Perhatian Halilintar kini beralih pada Solar. "Nah ini kunci rumah." Diserahkannya sebuah kunci kepada adiknya yang paling muda itu. "Kamu yang tanggung jawab rumah ini sampai kami pulang ya?. Paling cepat kami pulang nanti malam. Atau kalau lewat jam sebelas malam ngga ada kabar, berarti kami pulang pagi."

"Oke, Kak Hali. Have fun yah kak." Solar menerima kunci yang diserahkan Halilintar dengan sebuah senyum yang penuh kepuasan. Sementara Blaze, meskipun setuju, masih memasang tampang merengut. Thorn sendiri cuek saja, baginya tidak masalah siapapun yang jadi juru kunci sementara rumah itu.

"Sudah semuanya?" Tanya Fang.

"Ya, ayo kita berangkat."

"Eh, Hali..." Tegur Taufan.

"Ya?"

"Tadi kamu bisik-bisik apa sama Blaze koq mendadak dia jadi nurut?"

"Oh ? cuman saran saja koq"

"Apa itu ?" Tanya Taufan yang semakin penasaran.

"Aku cuma bilang kalau aku akan menggorok lehernya kalau rumah sampai jadi kapal pecah lagi".

Taufan langsung sweatdrop mendengar jawaban Halilintar dan langsung mengalihkan topik pembicaraan. "Omong, omong, kamu bawa mobil kakakmu lagi, Fang?"

"Ya, aku bawa mobil."

"Yang mana ? Nissan Stagea nya?"

"Itu sih ngga boleh, kan mobil dinasnya... Padahal aku juga ingin pakai yang itu."

"Jadi mobil mana yang kau bawa?" Tanya Halilintar.

"Itu...".

Ketiga kembar kakak beradik itu jawdrop serempak. Di depan rumah terparkir sebuah...

"Perodua Kancil? Kau bercanda Fang?"

Fang menggelengkan kepalanya. "Bang Kaizo memberikan mobil itu untukku"

"Alamak... Masa kita sudah rapi begini naik mobil itu!" Bahkan Taufan pun menggerutu ketika melihat mobil kecil yang bobrok dan keropos... Dan karatan itu.
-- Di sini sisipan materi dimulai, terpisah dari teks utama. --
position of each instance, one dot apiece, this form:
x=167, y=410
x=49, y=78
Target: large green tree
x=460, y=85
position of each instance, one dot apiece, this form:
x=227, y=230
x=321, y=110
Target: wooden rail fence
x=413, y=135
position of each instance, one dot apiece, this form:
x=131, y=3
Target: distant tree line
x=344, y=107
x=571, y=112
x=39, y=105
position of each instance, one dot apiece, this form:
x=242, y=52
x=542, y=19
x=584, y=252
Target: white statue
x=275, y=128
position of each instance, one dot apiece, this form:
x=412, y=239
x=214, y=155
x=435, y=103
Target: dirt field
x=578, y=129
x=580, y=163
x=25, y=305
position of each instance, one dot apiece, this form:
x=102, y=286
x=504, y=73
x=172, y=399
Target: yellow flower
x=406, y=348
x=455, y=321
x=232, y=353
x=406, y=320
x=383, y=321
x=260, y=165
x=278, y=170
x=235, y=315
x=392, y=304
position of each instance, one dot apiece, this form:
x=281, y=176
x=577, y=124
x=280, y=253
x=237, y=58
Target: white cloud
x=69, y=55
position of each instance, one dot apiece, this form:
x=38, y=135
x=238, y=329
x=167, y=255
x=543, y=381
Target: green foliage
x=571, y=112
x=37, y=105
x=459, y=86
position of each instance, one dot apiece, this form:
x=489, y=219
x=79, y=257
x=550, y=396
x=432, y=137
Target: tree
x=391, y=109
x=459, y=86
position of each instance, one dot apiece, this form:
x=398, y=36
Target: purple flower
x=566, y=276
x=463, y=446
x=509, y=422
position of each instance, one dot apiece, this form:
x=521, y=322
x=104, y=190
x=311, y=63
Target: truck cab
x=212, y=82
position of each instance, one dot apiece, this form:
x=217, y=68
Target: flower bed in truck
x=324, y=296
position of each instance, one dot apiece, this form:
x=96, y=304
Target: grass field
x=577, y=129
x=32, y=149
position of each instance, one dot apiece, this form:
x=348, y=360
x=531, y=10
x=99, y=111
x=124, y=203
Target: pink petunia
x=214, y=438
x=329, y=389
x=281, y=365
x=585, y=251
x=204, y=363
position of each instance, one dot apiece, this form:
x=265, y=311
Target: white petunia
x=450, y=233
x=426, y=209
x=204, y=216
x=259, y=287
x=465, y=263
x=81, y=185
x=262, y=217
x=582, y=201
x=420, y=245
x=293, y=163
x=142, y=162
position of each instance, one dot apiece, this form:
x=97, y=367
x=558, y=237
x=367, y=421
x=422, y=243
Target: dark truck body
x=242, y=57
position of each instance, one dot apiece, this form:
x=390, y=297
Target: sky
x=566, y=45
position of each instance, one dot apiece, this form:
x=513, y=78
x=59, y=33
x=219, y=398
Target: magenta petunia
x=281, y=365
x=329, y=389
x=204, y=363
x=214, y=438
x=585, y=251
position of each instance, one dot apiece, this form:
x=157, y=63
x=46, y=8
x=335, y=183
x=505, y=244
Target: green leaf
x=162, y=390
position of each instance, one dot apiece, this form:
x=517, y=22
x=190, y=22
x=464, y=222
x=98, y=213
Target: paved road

Dalam kata lain mobil nista.

"Hey... Bobrok begitu tetap masih bisa jalan lho!" Protes Fang yang membukakan pintu untuk ketiga temannya. "Silahkan...". Bahkan pintu-pintunya berderit menolak untuk dibuka.

Dengan raut muka pasrah dan masam ketiga kembar bersaudara itu masuk ke dalam mobil bobrok itu...

Yang langsung ikutan protes suspensinya dengan mengeluarkan suara deritan yang mengilukan.

"Hey, Fang, kau yakin benda ini bisa sampai ke sekolah?" Tanya Gempa.

"Yakinlah... ". Sebuah CD dimasukkan ke dalam ke head unit stereo mobil itu dan mengalunlah sebuah lagu yang mengantar keempatnya menuju acara perpisahan sekolah mereka.

Dansa med oss

Klappa era händer

Gör som vi gör

Ta några steg åt vänster

Lyssna och lär

Missa inte chansen

Nu är vi här med

Caramelldansen

.

.

.

Bersambung.

-Waham: Halusinasi verbal dimana penderita merasa ada suara-suara tanpa sumber, yang terdengar nyata dan meyakinkan si penderita berbuat sesuatu. Sementara orang-orang normal di sekitar penderita tidak mendengar suara-suara itu karena suara-suara itu tidak nyata.

-Perodua Kancil = Daihatsu Ceria kalau di Indonesia.

-Lirik di bagian akhir ? Itu lirik lagu Caramelldansen dari Caramell yang pernah jadi meme populer di masanya.